Abstract

Network Functions Virtualization (NFV) replaces the specialized hardware with the software-based forwarding to promise the flexibility, scalability and automation benefits. With an increasing range of applications, NFV must ultimately forward packets at rates that are comparable to the native and specialized hardware-based approaches. However, the transition packet forwarding from specialized hardware to software-based has turned out to be more challenging than expected. Thus, NFV acceleration is desperately needed to play a crucial role in the development of NFV. It is an interesting issue how to address the persistent performance tuning in a way that provides far greater flexibility to meet the demands of power.
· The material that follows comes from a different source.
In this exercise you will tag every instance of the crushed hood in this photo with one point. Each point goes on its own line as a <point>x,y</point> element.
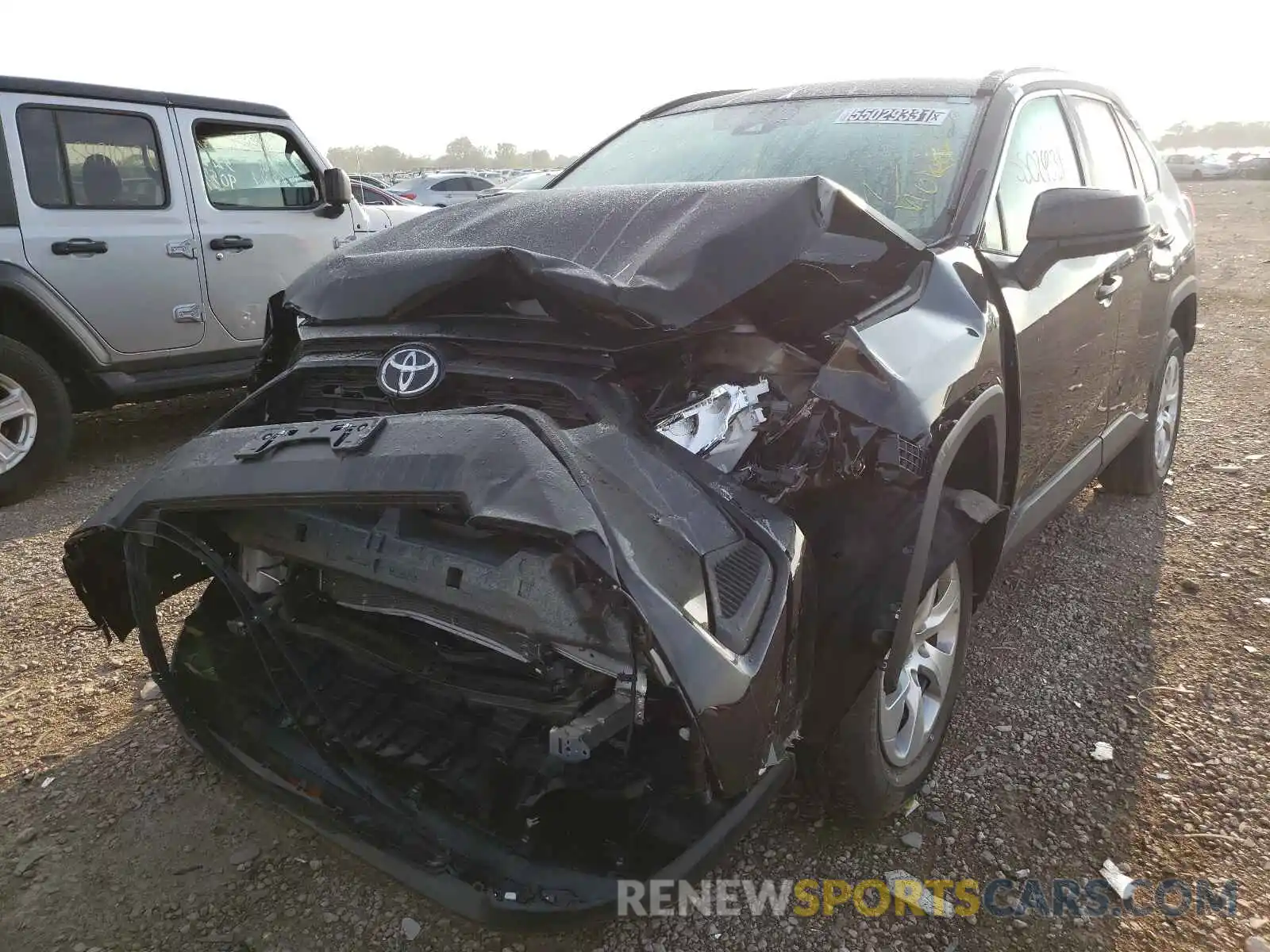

The existing developments are very inefficient, since that the uncontrollable and unanticipated performance regressions frequently occur. Besides, the environments for full system simulations are traditionally expensive and time consuming to evaluate the system performance. In this paper, we propose the methodology named as “NFV Acceleration via Lean Measurements (NALM)” to tune the performance for the NFV acceleration. NALM provides a holistic measurement approach through combining individual measures to quickly identify the bottlenecks, which can help developers with a better understanding of the design tradeoffs. Moreover, the environments for large scale performance simulation are replaced by a debugger. Thus, the waste is eliminated in terms of time consumption and infrastructure costs of the full system simulation. The systematic analysis of the multi-cores speedup ratio highlights the potential optimization space and rules. We further propose the improvement recommendations on efficient practices. The experiments evaluate the specific effects, and the relationship between the metrics and forwarding performance.